Oooh, my sore back, the boy said as he stood up from the EZ chair.
My fingers were aching, the girl said, rubbing the boys’ backs.
My knees are killing me, the boy said.
The girl rubbed her neck. It’s as stiff as a board, she said.
I can’t believe they were grandparents already, the boy said. Time was passing so quickly.
Yeah, it’s hell to get old, said the girl.
The boy chuckled. You said hell, he said. Then he looked the girl up and down. There are a lot of miles on the old jalopy, he said.
You are talking about me? the girl asked.
The boy quickly changed the subject. Remember when we walked two miles uphill to school in 40’s under temperatures?
Yeah, it was still a blizzard back then, the girl said. Even in summer. Kids today don’t know how good they are
The boy rubbed his stomach. Remember when we had to eat cow’s tongue for supper and liver soup for lunch?
Yuck, said the girl. Yuck, yuck, yuck.
Maybe we should be boiling hot dogs for the grandchildren, the boy said. Or make them mac and cheese.
With candy bars for dessert, the girl said. Spoil them rotten.
They made their way to the kitchen, the boy dragging his pants behind him and the girls’ feet getting lost in the slippers.
Do you know how to light the stove? the girl asked.
No, never had to do it in 40 years, the boy said with a breath.
You’re lucky not to starve, said the girl.
The boy looked around the kitchen. Now where did I leave my glasses? He asked.
Now where did I leave mine? said the girl.
The couple returned to the living room and began to search the EZ chair and sofa.
What is this? the boy said. I can’t find my glasses, but I found four remotes under the sofa.
Why did I enter this room? the girl asked. What was I gonna say?
Luckily we’ve been married 40 years, so I can finish all your sentences, the boy said, adjusting his lucky hat.
Why are you carrying this ugly thing around the house? said the girl. If I haven’t labeled your shirts, you will wear them inside out.
I was looking for my phone, the boy said.
No you weren’t, said the girl. You were looking for the cat.
Anyway, the boy said. His hell is getting old.
The girl chuckled. You said hell.
The children winked exaggeratedly at each other, throwing their whole bodies into the effort.
Holy pimp, show some common sense, said the girl. And stop sucking yourself.
Okee-dokee, the boy said, pulling up his pants. My panties keep falling off. Maybe if you fed me every now and then I could keep some meat on my bones.
The girl had an idea. Let’s play the Sunday driver, she suggested.
The children sat on the sofa and pretended to be in a car.
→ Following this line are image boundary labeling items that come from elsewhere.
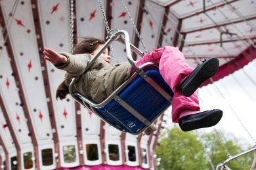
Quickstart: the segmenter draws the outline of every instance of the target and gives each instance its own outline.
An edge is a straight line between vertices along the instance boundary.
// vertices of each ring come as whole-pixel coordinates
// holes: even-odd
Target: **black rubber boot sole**
[[[217,73],[219,66],[219,61],[216,58],[209,58],[202,63],[181,83],[181,94],[186,97],[192,95],[204,81]]]
[[[192,115],[190,115],[192,116]],[[209,128],[216,125],[223,116],[223,111],[215,110],[205,114],[198,119],[192,119],[180,124],[181,129],[184,131],[192,131],[200,128]]]

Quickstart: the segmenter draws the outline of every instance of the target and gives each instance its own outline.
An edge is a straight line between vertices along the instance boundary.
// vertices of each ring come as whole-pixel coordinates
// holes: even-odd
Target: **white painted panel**
[[[167,22],[165,27],[165,35],[163,35],[162,46],[173,46],[173,42],[177,33],[178,20],[171,13],[167,16]]]
[[[198,46],[184,46],[184,56],[236,56],[246,48],[246,42],[233,42]]]
[[[139,1],[124,1],[125,7],[127,8],[131,15],[134,26],[137,26],[138,12],[140,9]],[[135,32],[134,26],[129,17],[129,14],[125,9],[121,1],[115,0],[112,3],[112,17],[111,20],[111,28],[125,30],[129,37],[131,44],[134,42]],[[113,43],[113,48],[115,54],[115,61],[117,63],[127,61],[125,46],[120,42]]]
[[[68,1],[39,1],[38,5],[45,46],[57,52],[69,52]],[[56,90],[64,80],[64,71],[58,70],[49,62],[47,71],[59,139],[74,139],[76,128],[74,100],[70,96],[62,101],[56,101],[55,97]]]
[[[86,139],[86,135],[97,135],[100,133],[100,118],[91,111],[89,111],[82,107],[81,121],[83,139]]]
[[[18,5],[12,16],[14,20],[9,27],[9,35],[37,141],[39,143],[41,143],[41,140],[52,142],[44,80],[39,60],[32,7],[30,1],[24,2],[24,5]],[[12,3],[2,3],[6,22],[9,18],[9,14],[14,3],[14,1]],[[22,25],[18,24],[19,22]],[[44,128],[41,128],[41,126]]]
[[[104,39],[105,26],[98,1],[75,1],[77,37],[95,37]]]
[[[0,44],[3,44],[3,39],[1,39]],[[6,48],[3,48],[0,58],[1,63],[0,73],[2,76],[1,80],[3,80],[0,81],[0,95],[20,144],[23,146],[32,146],[32,140],[28,135],[27,120],[25,118],[21,107],[22,103],[20,102],[18,94],[18,89],[16,86],[9,60]]]
[[[255,3],[251,3],[251,0],[238,1],[231,3],[232,8],[230,9],[228,5],[222,6],[216,10],[207,12],[207,14],[214,22],[218,25],[228,22],[228,20],[241,20],[241,17],[235,11],[244,17],[255,16]],[[252,6],[255,7],[251,7]],[[226,17],[228,18],[227,19]],[[188,31],[194,29],[203,28],[209,26],[214,26],[215,23],[204,13],[184,19],[182,22],[182,31]]]
[[[140,35],[146,50],[152,51],[158,44],[159,28],[162,26],[164,8],[150,1],[146,1],[145,9],[143,13]],[[139,48],[144,50],[141,43],[139,44]]]

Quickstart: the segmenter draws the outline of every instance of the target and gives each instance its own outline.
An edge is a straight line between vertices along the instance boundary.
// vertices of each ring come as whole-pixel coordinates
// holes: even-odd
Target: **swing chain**
[[[104,22],[105,23],[105,27],[106,27],[106,30],[107,31],[107,35],[108,35],[107,37],[110,38],[109,37],[110,29],[110,27],[108,26],[108,20],[107,20],[106,16],[105,8],[103,7],[102,1],[101,0],[98,0],[98,3],[100,5],[101,13],[102,14]],[[114,58],[114,50],[113,50],[112,46],[111,44],[110,44],[110,51],[111,60],[112,60],[112,64],[115,65],[116,61],[115,61],[115,58]]]
[[[70,53],[73,54],[74,48],[74,0],[70,0]]]
[[[131,17],[131,16],[130,14],[130,12],[129,12],[127,8],[126,7],[125,3],[125,1],[123,0],[121,0],[121,1],[123,3],[123,8],[125,9],[126,12],[128,14],[129,19],[130,20],[130,21],[131,22],[131,24],[133,25],[133,29],[135,31],[135,33],[137,35],[138,38],[139,39],[140,42],[141,42],[141,44],[142,44],[142,45],[143,46],[144,50],[144,52],[146,52],[146,46],[145,46],[145,44],[144,44],[144,43],[143,42],[142,38],[141,37],[140,33],[139,33],[139,31],[138,31],[137,28],[136,27],[135,24],[133,22],[133,18]]]
[[[217,8],[217,9],[221,13],[221,14],[223,16],[224,16],[225,17],[225,19],[228,20],[228,22],[230,23],[231,23],[231,24],[242,34],[242,35],[243,35],[244,37],[245,37],[246,38],[246,39],[247,40],[247,41],[249,41],[249,43],[251,44],[253,48],[256,48],[256,45],[254,44],[253,41],[251,41],[251,39],[250,39],[248,36],[247,36],[246,35],[245,35],[237,26],[236,26],[236,25],[234,24],[233,22],[232,22],[230,20],[230,19],[228,18],[228,17],[226,16],[226,15],[225,15],[223,12],[220,10],[212,1],[211,0],[210,0],[211,3],[215,6],[215,8]],[[237,35],[237,37],[239,38],[239,39],[242,40],[241,38]]]

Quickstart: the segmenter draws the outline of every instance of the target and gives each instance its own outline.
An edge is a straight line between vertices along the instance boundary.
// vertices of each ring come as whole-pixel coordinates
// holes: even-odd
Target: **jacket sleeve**
[[[60,53],[68,58],[65,63],[54,65],[57,69],[66,71],[72,76],[79,76],[89,63],[91,55],[89,54],[72,55],[69,53]]]

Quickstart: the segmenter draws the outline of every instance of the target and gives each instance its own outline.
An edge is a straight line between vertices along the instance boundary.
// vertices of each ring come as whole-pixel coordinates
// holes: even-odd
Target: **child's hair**
[[[95,37],[85,37],[77,44],[73,50],[73,54],[92,54],[98,45],[104,44],[105,41]],[[65,80],[58,86],[56,92],[56,98],[64,99],[69,94],[68,86],[72,77],[68,73],[65,75]]]

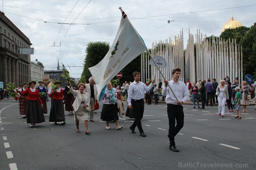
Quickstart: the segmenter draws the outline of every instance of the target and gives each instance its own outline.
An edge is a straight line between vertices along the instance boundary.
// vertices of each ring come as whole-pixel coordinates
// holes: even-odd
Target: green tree
[[[252,74],[256,80],[256,22],[245,34],[240,41],[243,56],[243,77]]]
[[[88,43],[85,50],[86,54],[84,59],[84,69],[81,76],[81,77],[84,78],[87,82],[89,82],[88,80],[92,76],[88,68],[99,63],[104,58],[110,48],[109,42],[96,41]]]
[[[228,40],[230,39],[236,39],[236,43],[240,44],[241,39],[245,36],[245,34],[249,30],[249,28],[246,27],[240,27],[236,28],[226,29],[221,33],[220,37],[222,38],[222,40]]]

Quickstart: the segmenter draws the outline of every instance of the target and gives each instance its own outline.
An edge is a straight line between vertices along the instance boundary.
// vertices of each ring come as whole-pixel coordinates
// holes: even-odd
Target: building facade
[[[32,44],[12,22],[0,11],[0,81],[16,86],[30,80],[30,54],[20,54],[20,48]]]
[[[39,86],[38,81],[42,81],[42,76],[44,75],[44,67],[42,63],[38,61],[37,59],[36,61],[31,61],[30,70],[31,80],[36,81],[36,86]]]

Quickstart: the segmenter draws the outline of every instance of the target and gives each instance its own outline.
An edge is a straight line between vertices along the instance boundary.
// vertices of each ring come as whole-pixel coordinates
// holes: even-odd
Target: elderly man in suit
[[[94,104],[98,102],[97,99],[98,96],[98,93],[97,91],[97,88],[96,86],[94,84],[94,80],[91,77],[89,79],[90,83],[85,84],[85,92],[89,94],[90,97],[90,104],[91,110],[90,111],[90,121],[94,122],[93,120],[93,110],[94,109]]]

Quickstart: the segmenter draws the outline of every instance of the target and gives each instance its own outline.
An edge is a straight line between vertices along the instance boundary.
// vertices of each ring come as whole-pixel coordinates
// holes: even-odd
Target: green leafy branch
[[[67,84],[68,84],[68,82],[71,81],[71,78],[69,76],[68,71],[67,71],[63,63],[62,63],[62,70],[63,70],[63,74],[61,75],[61,77],[65,79],[67,82]]]
[[[116,46],[115,47],[115,49],[113,51],[111,51],[111,56],[109,56],[109,58],[108,59],[109,60],[111,58],[112,58],[113,57],[113,56],[116,53],[116,51],[117,50],[117,46],[118,45],[119,43],[119,41],[118,41],[117,42],[116,44]]]

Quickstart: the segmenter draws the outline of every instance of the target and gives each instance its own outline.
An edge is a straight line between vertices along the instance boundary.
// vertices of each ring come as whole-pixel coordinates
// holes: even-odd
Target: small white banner
[[[165,60],[164,59],[163,57],[161,56],[155,56],[153,58],[154,60],[155,60],[155,61],[156,63],[156,64],[157,64],[158,67],[164,67],[165,68],[166,68],[167,67],[166,61],[165,61]],[[153,61],[151,59],[148,62],[148,64],[149,65],[155,66]]]

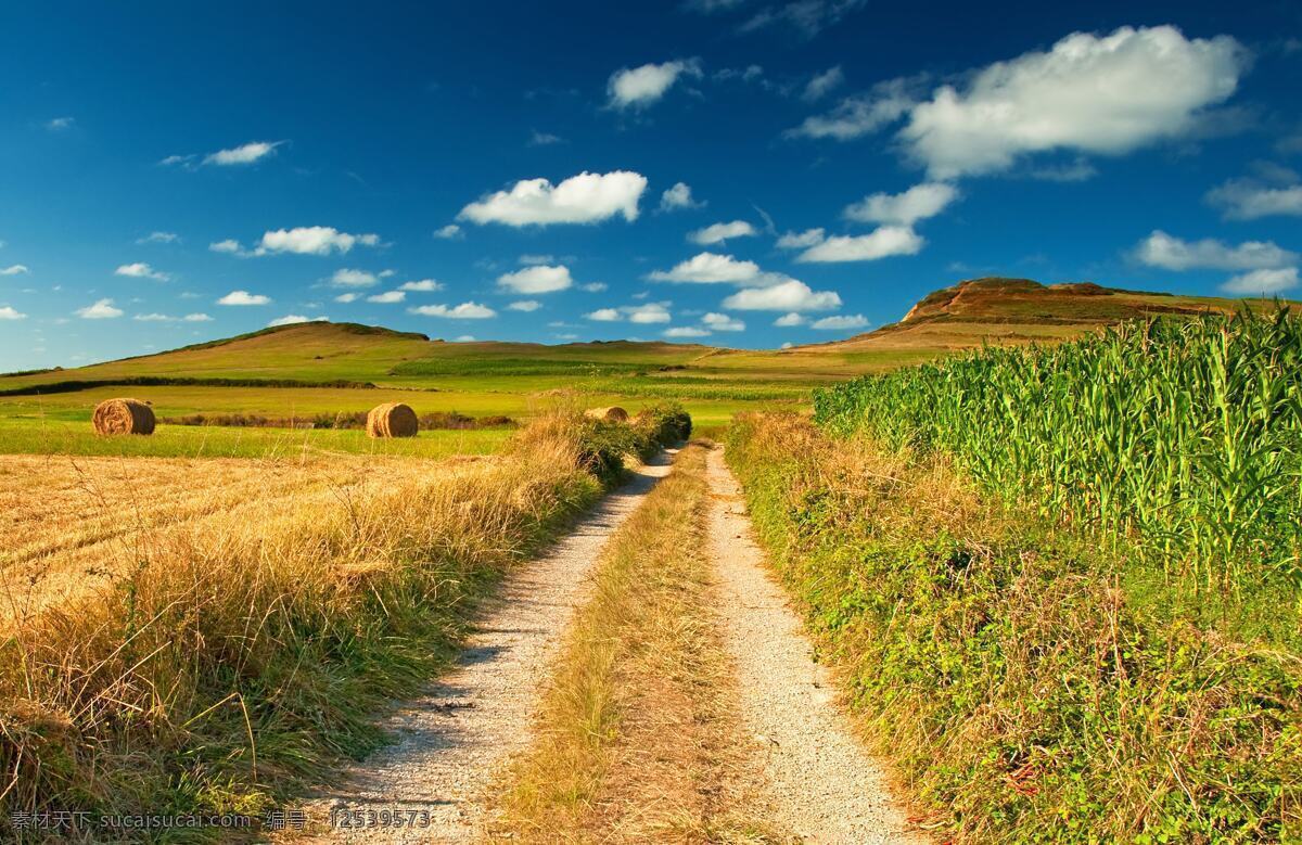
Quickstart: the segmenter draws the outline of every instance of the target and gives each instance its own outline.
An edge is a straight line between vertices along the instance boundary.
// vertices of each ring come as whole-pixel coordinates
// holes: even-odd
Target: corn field
[[[1159,318],[822,389],[815,419],[943,453],[986,490],[1213,589],[1302,586],[1302,319]]]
The boy was driving. Maniac, he cried, as an imaginary car passed him.
Who’s the idiot driving 35 in the fast lane? the girl yelled.
The trip ended with the car skidding to stop in the garage.
Who’s the kid in the backseat? he asked, waving his thumb at a cat sitting on the back of the couch.
He’s our grandson, said the girl.
Looks like a cat to me, said the boy.
The boy and the girl got out of the car moaning.
See all this stuff stacked on the rafters? said the boy to grandson the cat. Someday it will all be yours.
One man’s trash is another’s treasure, the girl said.
The cat, having none, ran and hid behind a pile of old photo albums in a corner of the room.
The boy took an album and started flipping through the pages.
These were the days, the boy said. Blink once and you’re 65. Blink twice and you’re 80.
The girl has turned the page.
Yeah, time flies. My fingers are killing me.
The boy grabbed the album and put it on the cat’s tail. Grandson the cat howled.
Oooh, my back hurts, the boy said. Let’s go find mom and see about that mac and cheese.